The gardens have a small open area with a stage and then row upon row of raised garden boxes. Huckaby is showing me this, not so much to give me a tour of Green Valley Lake, but to show me how this community embodies the “Peace, Love and Music” mantra of the original Woodstock.
“Each community member,” she said, “has their own box that they are responsible for.” Caretakers may plant whatever they like, but many plants like the sunflowers and hollyhock regenerate themselves. Rhubarb, too, has taken over certain areas and, with a grin, Huckaby warns me, “gardeners just have to work around those because I need them to make rhubarb pies every year.”

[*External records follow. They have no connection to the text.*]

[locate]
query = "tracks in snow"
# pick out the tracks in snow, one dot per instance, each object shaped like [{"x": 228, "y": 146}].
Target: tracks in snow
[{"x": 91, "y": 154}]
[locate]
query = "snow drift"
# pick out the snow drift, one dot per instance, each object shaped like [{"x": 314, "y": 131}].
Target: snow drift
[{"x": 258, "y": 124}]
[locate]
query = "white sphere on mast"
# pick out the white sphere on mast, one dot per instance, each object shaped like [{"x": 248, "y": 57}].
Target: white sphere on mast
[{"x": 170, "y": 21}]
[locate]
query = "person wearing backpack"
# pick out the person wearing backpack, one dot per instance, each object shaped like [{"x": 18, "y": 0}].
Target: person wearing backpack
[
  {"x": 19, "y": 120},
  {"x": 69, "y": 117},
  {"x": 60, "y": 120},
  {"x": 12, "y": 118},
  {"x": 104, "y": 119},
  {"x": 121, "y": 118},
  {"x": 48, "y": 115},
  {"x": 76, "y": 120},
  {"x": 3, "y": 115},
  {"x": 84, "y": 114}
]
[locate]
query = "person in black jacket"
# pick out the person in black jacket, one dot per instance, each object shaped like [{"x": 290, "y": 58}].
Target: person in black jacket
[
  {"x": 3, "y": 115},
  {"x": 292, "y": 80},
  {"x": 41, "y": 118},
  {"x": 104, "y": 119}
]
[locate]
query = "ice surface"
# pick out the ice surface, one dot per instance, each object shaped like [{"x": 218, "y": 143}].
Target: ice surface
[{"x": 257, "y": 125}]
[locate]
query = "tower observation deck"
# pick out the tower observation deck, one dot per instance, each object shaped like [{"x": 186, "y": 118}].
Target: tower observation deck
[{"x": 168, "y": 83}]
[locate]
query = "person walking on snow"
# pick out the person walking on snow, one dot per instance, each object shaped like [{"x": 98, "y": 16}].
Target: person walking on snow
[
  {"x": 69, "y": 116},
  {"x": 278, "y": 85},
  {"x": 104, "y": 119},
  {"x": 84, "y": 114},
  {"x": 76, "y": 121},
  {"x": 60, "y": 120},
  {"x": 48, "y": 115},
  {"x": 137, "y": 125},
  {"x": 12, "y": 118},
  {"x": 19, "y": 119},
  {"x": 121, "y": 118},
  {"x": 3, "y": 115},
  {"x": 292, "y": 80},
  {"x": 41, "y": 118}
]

On the small stage there is a newly constructed wash-tub bass. A bright-eyed man in a bright tie-dyed shirt claims responsibility. His name is Chris. He tells me he retired, sailed around the world and is now settled here. Chris built the bass, but he himself is a fiddle player and he, Huckaby and others gather in the garden weekly for a community “jam” session.
The music from the main stage is suddenly louder. Hurlbut’s set is done and the GVL All-Stars have taken the stage. And they are rocking. The female vocalist is belting out Janis Joplin’s, “Me and Bobby McGee,” and she is loud. I find out later her name is Heather Hein and she sounds exactly like Joplin, in voice yes, but also right down to the soul she brings.
Chris has now wandered off to take care of one of the hundred things necessarily and invisibly done to keep the festival rolling along smoothly, and Huckaby has said goodbye and rushed back to the bandstand to watch the All-Stars.
I’m alone in the garden for a moment. There is a breeze. Early portents of rain that had threatened to recreate exactly the muddy conditions at the original Woodstock 52 years ago never materialized this morning, but it remains cool.
I close my eyes and listen to Hein/Joplin. I don’t think you can actually smell rhubarb, but I convince myself that I do, or maybe it’s the idea of pies that I smell. Either way, it’s magnificent.
In a moment, I’m going to head back into the crowd and listen to the other bands. I’m going to watch the people dance, the “hippies,” young and old. I’ll watch two young girls, Ava and Natalie, dance like “Peace, Love and Music” is something that was born into them and, when I talk to them, they will tell me that they don’t know exactly why they feel this music, this vibe, so deeply, they just know that they do. I’ll drink a Boylan Ginger Ale from Black Dog Shoppe that the owner, Roxanne, offers me, a stranger, for no other reason than that she is kind. I’ll take notes and talk to locals and I’ll go home and I’ll finish my story.
In just a minute I’ll do all of that. Right now, though, I’m going to just stand here with my eyes closed, smelling imaginary rhubarb pie, listening to Joplin’s voice transported through time, and feeling the magic of a town that today is celebrating the 52nd anniversary of Woodstock. Which is what I expected to find here. And that would be good enough, but I also found something else.
It seems to me that Green Valley Lake isn’t just a town throwing a party every year; it’s a community that works every day to embody the more important idea behind that party: “Peace, Love and Music.”